According to my ex-colleagues at Gartner, Customer Experience (CX) is “the practice of using customer insight to design and execute a cross-functional CX strategy that increases satisfaction, loyalty and advocacy.”
I’m pretty aligned to that definition.
- Good CX is based on both hard data on customers and their behaviour, as well as human insight on the personas the business is addressing;
- The intent is to design and execute experiences and underlying business strategy, not just educate people in the business;
- CX belongs to the whole organization and is cross-functional by default;
- There are definite, measurable business impacts from delivering good or bad experiences.

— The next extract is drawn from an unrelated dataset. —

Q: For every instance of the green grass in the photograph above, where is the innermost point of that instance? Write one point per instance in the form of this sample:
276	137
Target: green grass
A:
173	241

“89% of consumers have stopped doing business with a company after experiencing poor customer service.” – Oracle/RightNow
“A customer is 4x more likely to buy from a competitor if the problem is service-related, versus price or product-related.” – Bain & Co.
“70 percent of buying experiences are based on how the customer feels they are being treated.” – McKinsey & Co.
In other words, while some people consider CX a Business Process Initiative, it is more of a collective journey into strategy, a cultural “people movement” within a firm.
While it should not be considered a replacement for business strategy, it’s an important component that a surprising number of product-focused companies still don’t have.
CX is about designing and creating change initiatives, usually enabled by technology. It’s also a source of unharvested upside and potential business disruption, meaning that it’s only possible with CEO & senior management commitment…and measurement.